Selamat Datang Indonesia

Mengenang sejarah Indonesia di masa lalu, selalu menggugah semangat Nasionalis-Patriotis serta Kecintaan terhadap Bangsa dan Tanah Air - Indonesia.

Indonesia, tanah air kuuu...
Tanah tumpah darah kuuu....
Disanalah aku berdiriiii...
Jadi pandu ibu kuuu....

- MERDEKA!!!!

Teungku Fakinah, Sang Mujahidillah Dari Aceh

Jumat, 28 Maret 2014

Menurut catatan pada Balai Pelestarian Peninggalan Purbakala Banda Aceh, Teungku Fakinah adalah seorang pahlawan dan juga seorang ulama wanita terkenal di Aceh. Ia lahir pada tahun 1856 M, di Desa Lam Diran, kampung Lam Beunot, Mukim Lam Krak VII, Sagi XXII Mukim, Aceh Besar. Didalam tubuhnya mengalir darah ulama dan darah bangsawan. Ayahnya bernama Teungku Datuk Mahmud seorang pejabat pemerintahan pada jaman Sultan Alaidin Iskandar Syah. Sedangkan ibunya bernama Teungku Muhammad Sa'at yang terkenal dengan nama Teungku Chik Lam Pucok, pendiri Dayah Lam Pucok, pesantren tempat Teungku Chik Di Tiro pernah belajar.

Lingkungan Pendidikan

Sejak kecil, Teungku Fakinah diajarkan mengaji oleh kedua orang tuanya, ia tidak pernah menempuh pendidikan formal. Di samping itu, Teungku Fakinah juga diajarkan keterampilan seperti menjahit, membuat kerawang sutera dan kasab oleh ibunya. Dari ketekunan dan kegigihannya belajar ilmu agama Islam (ilmu Tauhid, tafsir, hadits, Bahasa Arab), maka setelah dewasa ia diberi gelar Teungku Faki. Teungku adalah sebutan bagi alim ulama Aceh. Sedangkan Teuku adalah gelar kebangsawanan.

Masa Remaja

Teungku Fakinah adalah sosok wanita yang memegang teguh prinsip-prinsip Islam dalam kehidupannya. Ia hanya mau menerima pinangan dari pemuda yang taat beragama. Hingga pada usianya yang ke 16 tahun, pada tahun 1872, Teungku Fakinah dinikahkan dengan Teungku Ahmad oleh orang kampung Lam Beunot, yang juga merupakan seorang pemuda shalih.

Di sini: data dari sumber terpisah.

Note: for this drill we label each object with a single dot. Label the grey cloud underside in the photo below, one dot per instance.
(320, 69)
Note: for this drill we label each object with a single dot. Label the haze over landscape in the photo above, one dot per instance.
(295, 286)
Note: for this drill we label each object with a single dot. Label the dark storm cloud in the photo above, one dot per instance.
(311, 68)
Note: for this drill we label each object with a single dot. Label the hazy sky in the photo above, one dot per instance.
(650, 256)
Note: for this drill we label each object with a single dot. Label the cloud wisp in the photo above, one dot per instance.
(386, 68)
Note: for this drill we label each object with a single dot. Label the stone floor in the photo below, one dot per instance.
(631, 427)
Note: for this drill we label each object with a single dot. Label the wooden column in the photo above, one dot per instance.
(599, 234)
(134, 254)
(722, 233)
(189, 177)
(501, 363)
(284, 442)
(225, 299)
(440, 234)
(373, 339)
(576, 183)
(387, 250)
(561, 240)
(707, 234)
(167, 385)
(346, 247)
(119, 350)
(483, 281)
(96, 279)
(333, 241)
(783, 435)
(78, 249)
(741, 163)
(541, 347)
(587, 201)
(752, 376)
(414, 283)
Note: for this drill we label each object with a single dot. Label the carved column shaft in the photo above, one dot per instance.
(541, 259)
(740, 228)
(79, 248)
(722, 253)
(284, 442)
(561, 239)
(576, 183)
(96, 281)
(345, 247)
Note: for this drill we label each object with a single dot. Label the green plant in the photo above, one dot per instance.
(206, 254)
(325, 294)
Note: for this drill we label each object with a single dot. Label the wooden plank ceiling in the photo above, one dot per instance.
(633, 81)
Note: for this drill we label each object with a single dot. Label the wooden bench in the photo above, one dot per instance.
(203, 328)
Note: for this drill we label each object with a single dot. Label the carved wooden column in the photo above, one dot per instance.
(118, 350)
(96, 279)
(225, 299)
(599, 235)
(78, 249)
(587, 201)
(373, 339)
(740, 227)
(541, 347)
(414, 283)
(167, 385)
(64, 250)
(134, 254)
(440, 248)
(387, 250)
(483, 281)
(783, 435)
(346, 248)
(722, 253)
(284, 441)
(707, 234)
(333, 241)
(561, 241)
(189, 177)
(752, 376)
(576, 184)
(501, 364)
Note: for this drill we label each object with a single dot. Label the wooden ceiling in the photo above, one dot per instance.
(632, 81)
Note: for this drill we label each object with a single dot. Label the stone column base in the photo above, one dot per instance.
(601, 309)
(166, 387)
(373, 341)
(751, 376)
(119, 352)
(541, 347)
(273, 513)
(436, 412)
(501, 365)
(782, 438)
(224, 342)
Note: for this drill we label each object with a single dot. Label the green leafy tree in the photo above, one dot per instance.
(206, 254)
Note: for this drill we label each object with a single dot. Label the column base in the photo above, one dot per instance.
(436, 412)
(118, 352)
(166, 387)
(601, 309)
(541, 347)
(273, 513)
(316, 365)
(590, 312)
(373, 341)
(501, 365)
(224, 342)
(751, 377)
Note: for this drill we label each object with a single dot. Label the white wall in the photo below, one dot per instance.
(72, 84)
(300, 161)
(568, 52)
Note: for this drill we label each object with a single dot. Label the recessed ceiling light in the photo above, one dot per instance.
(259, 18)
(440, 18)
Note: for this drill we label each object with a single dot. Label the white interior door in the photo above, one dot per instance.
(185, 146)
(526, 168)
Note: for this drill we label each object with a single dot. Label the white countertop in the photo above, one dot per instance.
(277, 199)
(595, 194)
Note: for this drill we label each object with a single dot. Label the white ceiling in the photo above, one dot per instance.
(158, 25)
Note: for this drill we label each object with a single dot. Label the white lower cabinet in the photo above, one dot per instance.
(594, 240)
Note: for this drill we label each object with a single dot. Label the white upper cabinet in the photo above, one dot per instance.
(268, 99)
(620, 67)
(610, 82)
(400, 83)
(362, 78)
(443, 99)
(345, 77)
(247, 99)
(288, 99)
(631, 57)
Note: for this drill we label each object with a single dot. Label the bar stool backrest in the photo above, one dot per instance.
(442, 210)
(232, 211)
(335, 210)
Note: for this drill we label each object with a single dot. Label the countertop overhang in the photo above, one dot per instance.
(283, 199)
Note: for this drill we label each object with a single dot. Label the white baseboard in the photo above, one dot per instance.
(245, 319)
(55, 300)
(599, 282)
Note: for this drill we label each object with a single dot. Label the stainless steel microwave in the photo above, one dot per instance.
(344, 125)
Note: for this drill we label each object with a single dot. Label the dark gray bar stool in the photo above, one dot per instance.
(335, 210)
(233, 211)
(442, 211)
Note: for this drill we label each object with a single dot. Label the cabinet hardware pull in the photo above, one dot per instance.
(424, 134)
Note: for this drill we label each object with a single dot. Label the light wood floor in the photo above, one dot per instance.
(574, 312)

Setelah pernikahannya dengan Teungku Ahmad, Teungku Fakinah membuka sebuah pesantren yang dibiayai Teungku Asahan, yang tidak lain adalah mertuanya. Dalam bukunya "59 Tahun Aceh Merdeka", A. Hasjmi menyebutkan, pesantren tersebut bernama Dayah Lam Diran, yang akhirnya berkembang dan banyak dikunjungi pemuda-pemudi dari daerah lain di sekitar Aceh Besar, dan bahkan dari Cumbok, Pidie.

Menjadi Janda Ketika Usianya Baru Beranjak 17 Tahun

Tatkala pecah perang Aceh untuk pertama kalinya di tahun 1873, tanpa ragu Teungku Ahmad turut berjuang memenuhi panggilan jihad suci bersama Imam Lam Krak. Ia memperkuat barisan pasukan VII Mukim yang dikomandoi oleh Panglima Polim (Panglima Kesultanan Aceh) dan Panglima Besar Rama Setia, guna mempertahankan Pantai Cermin, tepi laut Ulee Lheu dari serangan Belanda.

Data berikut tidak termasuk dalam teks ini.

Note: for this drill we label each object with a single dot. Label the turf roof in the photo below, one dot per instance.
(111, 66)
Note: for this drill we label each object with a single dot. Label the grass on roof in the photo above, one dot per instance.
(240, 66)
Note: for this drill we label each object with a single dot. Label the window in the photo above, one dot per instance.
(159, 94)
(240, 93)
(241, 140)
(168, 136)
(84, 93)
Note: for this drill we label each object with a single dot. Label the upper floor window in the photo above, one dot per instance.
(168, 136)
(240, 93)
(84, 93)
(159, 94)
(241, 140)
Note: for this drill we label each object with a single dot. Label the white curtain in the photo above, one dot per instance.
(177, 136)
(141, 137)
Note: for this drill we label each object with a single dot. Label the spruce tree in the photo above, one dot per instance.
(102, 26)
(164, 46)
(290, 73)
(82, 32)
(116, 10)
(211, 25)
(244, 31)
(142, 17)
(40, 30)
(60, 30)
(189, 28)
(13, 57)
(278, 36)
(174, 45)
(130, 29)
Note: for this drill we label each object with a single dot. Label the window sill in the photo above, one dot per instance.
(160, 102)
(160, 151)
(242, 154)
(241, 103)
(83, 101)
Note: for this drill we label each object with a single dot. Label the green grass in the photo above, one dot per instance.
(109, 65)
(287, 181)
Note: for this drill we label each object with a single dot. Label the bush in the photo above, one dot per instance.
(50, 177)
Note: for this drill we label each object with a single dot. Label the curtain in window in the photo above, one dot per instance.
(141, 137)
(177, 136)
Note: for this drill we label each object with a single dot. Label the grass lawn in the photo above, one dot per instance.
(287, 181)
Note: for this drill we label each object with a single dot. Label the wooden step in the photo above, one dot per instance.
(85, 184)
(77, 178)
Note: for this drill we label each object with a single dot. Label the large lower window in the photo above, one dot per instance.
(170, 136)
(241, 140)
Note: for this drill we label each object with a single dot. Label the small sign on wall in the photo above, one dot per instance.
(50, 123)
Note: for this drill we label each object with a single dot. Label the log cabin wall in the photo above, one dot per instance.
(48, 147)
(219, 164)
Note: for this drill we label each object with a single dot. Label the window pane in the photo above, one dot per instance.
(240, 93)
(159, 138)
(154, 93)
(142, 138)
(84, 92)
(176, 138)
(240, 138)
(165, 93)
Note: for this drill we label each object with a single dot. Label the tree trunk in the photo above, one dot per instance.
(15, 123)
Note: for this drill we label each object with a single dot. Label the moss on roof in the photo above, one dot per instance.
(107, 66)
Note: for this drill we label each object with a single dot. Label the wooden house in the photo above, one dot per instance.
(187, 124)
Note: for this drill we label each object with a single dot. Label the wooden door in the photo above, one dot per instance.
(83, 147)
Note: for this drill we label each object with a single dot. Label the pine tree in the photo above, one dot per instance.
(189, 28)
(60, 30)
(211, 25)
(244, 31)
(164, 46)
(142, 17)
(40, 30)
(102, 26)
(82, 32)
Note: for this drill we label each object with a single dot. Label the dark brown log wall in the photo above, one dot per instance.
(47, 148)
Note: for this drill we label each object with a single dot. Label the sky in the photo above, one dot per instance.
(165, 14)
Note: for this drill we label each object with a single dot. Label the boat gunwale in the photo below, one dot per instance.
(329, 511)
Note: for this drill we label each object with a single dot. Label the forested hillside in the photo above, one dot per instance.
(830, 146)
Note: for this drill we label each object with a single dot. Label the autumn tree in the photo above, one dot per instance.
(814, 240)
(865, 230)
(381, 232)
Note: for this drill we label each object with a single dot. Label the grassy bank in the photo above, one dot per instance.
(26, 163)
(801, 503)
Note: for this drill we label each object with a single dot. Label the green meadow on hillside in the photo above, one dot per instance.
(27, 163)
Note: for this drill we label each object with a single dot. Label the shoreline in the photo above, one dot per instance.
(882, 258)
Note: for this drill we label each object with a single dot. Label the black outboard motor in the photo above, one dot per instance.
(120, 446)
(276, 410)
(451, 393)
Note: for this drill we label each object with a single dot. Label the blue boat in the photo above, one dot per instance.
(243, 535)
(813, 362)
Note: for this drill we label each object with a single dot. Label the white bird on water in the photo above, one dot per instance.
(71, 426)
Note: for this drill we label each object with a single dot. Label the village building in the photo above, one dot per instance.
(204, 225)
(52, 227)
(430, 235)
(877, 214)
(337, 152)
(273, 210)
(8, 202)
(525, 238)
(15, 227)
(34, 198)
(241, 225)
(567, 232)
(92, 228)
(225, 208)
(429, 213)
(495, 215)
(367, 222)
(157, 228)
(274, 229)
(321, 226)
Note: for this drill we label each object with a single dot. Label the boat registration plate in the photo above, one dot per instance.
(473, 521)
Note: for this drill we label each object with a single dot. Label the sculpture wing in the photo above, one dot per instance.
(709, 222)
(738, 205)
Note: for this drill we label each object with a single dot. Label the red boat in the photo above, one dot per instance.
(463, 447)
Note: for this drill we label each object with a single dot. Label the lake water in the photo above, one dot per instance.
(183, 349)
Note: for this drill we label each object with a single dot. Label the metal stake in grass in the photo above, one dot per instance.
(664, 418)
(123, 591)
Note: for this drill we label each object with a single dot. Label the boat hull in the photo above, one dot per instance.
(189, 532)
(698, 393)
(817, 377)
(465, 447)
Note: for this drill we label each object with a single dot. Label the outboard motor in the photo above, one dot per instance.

Dalam perang itu, pada tanggal 8 April 1873, gugurlah Panglima Besar Rama Setia, Imam Lam Krak, serta Tengku Ahmad Anuek Glee suami dari Tengku Fakinah demi membela Tanah Air. Teungku Fakinah pun berduka, ia telah menjadi janda di usia yang sangat muda yaitu 17 tahun. Namun kematian suaminya tidak menjadikannya sosok wanita yang lemah, justru hal tersebut semakin menguatkan dirinya untuk tetap tegar dalam menghadapi segala macam bentuk cobaan dari Allah. Ia kemudian bangkit berjuang di jalan Allah, demi meneruskan perjuangan suaminya.

Maka semenjak itulah Teungku Fakinah membentuk sebuah Badan Amal Sosial untuk menyumbang darma baktinya kepada bangsa dan Tanah Air. Bersama para anggotanya yang terdiri dari para janda dan kaum wanita, ia berkeliling Aceh guna mengumpulkan dana bagi perjuangan rakyat Aceh. Badan amal yang didirikannya tersebut mendapat dukungan dari kaum Muslimat disekitar Aceh Besar.

Badan amal ini kemudian berkembang sampai ke Pidie, dengan kegiatannya meliputi pengumpulan sumbangan berupa beras maupun uang yang digunakan untuk membantu pejuang Aceh melawan Belanda. Ia juga hilir mudik keseluruh segitiga Aceh Besar untuk menjalankan Diplomasi, mendatangi rumah orang-orang besar dan orang-orang kaya untuk meminta zakat dalam rangka membantu peperangan Aceh yang sedang berkecamuk. Dan kegiatan yang dilakukannya itu, memperoleh hasil yang lebih besar yang kemudian disalurkan sebagai biaya peperangan.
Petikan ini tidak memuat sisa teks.